Last year there were 74 children in the world paralyzed by polio. But 37 children were paralyzed by vaccine-derived polioviruses.

Over 90 percent of those cases in recent years have been caused by the Type 2 component of the oral vaccine. But given that there is no longer any risk from Type 2 polioviruses, that vaccine component is now more of a detriment than a benefit.

Polio eradication campaigners decided that in order to stop Type 2 vaccine virus cases from cropping up, that part of the vaccine had to go.

When the idea for the switch was proposed, experts who advise the WHO recommended a prerequisite for making the change. Before countries that use oral vaccine move to the version without Type 2, they should give all their children at least one dose of the injectable vaccine, to try to minimize the dangers inherent in the process.

That hasn’t happened, admitted Michel Zaffran, director of the WHO’s polio eradication team. Vaccine manufacturers weren’t able to scale up production sufficiently to make enough of the injectable vaccine. At this point, about 30 countries haven’t given children doses of the injectable vaccine; 20 won’t get the needed supplies until some time in 2017. “This is one piece that has not worked as effectively as we would have hoped,” Zaffran said. “Nonetheless the progress has been quite remarkable.”

Orenstein said it would have been “desirable” if all countries had managed to give a round of injectable vaccine. But it was still felt the switch should go ahead.

But an expert committee, which met last week, expressed concern about the potential impact of the vaccine shortfall.

The available injectable vaccine supplies have been directed to countries felt to be at the highest risk of having vaccine virus outbreaks. Those that have been told they’ll have to wait are countries where vaccination rates are known to be high — meaning many children are already protected against the Type 2 vaccine viruses.
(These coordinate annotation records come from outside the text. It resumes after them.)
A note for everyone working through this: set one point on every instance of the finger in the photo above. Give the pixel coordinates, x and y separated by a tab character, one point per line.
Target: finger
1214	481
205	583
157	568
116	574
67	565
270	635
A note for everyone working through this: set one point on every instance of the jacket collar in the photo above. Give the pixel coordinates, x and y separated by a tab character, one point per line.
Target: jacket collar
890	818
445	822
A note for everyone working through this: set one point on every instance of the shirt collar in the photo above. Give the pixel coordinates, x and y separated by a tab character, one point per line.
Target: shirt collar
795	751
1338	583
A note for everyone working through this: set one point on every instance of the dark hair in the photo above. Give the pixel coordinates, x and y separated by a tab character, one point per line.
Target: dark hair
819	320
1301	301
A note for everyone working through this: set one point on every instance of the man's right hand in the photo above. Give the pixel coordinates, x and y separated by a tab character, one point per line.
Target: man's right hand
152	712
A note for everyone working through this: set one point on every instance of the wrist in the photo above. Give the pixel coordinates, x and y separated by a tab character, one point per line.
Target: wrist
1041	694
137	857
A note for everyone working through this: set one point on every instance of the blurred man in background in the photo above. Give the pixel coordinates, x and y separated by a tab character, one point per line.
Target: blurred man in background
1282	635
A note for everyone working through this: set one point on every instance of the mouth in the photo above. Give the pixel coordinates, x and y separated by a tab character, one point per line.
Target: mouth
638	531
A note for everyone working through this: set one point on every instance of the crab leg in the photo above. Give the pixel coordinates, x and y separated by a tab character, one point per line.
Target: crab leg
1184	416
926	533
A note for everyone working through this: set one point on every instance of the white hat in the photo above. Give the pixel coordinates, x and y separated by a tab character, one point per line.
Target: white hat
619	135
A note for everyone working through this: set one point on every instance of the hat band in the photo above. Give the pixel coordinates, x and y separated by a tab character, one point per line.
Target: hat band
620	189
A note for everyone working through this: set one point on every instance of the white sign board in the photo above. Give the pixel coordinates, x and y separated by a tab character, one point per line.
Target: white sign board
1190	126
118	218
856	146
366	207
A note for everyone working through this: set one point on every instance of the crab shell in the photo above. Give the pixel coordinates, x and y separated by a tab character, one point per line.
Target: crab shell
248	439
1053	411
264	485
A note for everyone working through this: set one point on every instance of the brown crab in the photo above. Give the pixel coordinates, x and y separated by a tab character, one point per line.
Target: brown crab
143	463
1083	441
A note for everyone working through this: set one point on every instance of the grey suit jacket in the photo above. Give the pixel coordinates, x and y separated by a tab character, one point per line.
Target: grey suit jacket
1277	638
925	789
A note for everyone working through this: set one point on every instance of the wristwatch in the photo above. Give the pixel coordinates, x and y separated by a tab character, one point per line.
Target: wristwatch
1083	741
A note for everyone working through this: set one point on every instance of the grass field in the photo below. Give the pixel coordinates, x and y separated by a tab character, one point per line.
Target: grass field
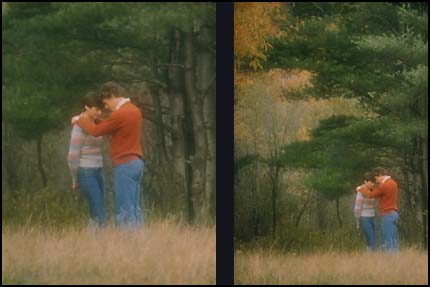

When vaccine coverage is high, vaccine derived viruses are less likely to circulate.

Over the two weeks of the switch, thousands of program monitors will be checking hospitals, clinics, and other venues where oral polio vaccine is given to ensure any remaining supplies of the old vaccine are removed from the supply chain and rounded up for safe disposal.

In addition to fixing the Type 2 vaccine virus problem, the switch will serve as a dry run for farther down the road, when all oral vaccine use must stop.

“We are very close to eradicating polio. We have never been this close,” said Zaffran. “And we believe that we will be interrupting transmission in 2016.”

That would open the door to a declaration of eradication in 2019, after a three-year monitoring period needed to ensure the virus is actually history.